Le 28 février prochain, le peuple et les cantons suisses auront à se prononcer sur une initiative prévoyant d’introduire le texte suivant dans la Constitution fédérale: «Le mariage est l’union durable et réglementée par la loi d’un homme et d’une femme. Au point de vue fiscal, le mariage constitue une communauté économique. Il ne peut pas être pénalisé par rapport à d’autres modes de vie, notamment en matière d’impôts et d’assurances sociales.» Cette initiative avait été initialement soutenue par le Conseil fédéral, mais ensuite refusée par le Parlement.

Si le but de cette initiative est de mettre un terme à la discrimination, pourtant condamnée par le Tribunal fédéral depuis 19841, des couples mariés par rapport aux concubins, la première phrase du texte proposé traite de la définition du mariage comme union monogame et hétérosexuelle. Cette manière, certes peu habile stratégiquement parlant, d’entériner dans la Haute Charte la définition occidentale traditionnelle du mariage choque les milieux à l’affût des tendances sociétales. La Nation n’en fait pas partie et elle se réjouirait plutôt de voir le souverain démocrate confirmer dans le droit positif la notion classique du mariage.

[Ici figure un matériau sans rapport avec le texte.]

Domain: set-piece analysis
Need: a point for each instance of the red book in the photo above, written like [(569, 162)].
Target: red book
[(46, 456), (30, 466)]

La deuxième phrase du texte constitutionnel consacre l’imposition de la famille comme un seul contribuable. Cette proposition choque les libéraux et les socialistes qui considèrent qu’entre l’Etat et l’individu, il ne doit exister aucune communauté. La Nation ne souscrit à aucune de ces idéologies, elle estime au contraire que la famille constitue la communauté de base de la société et de l’Etat. Il est juste que ce dernier reconnaisse son existence et l’encourage. Il est scandaleux qu’il décourage le mariage.

Nous arrivons à la troisième phrase du texte soumis en votation. Actuellement, du fait de la forte progressivité des barèmes d’imposition et du cumul des revenus et fortunes des membres de la famille, un couple marié, à revenus et fortunes égaux, est imposé plus fortement que des concubins2. C’est le cas en particulier pour l’impôt fédéral direct, mais c’est aussi dans une moindre mesure le cas pour les impôts cantonaux et communaux vaudois. Cette situation ne correspond à aucune logique de politique sociale, si ce n’est une réticence à tuer les vaches à lait du fisc.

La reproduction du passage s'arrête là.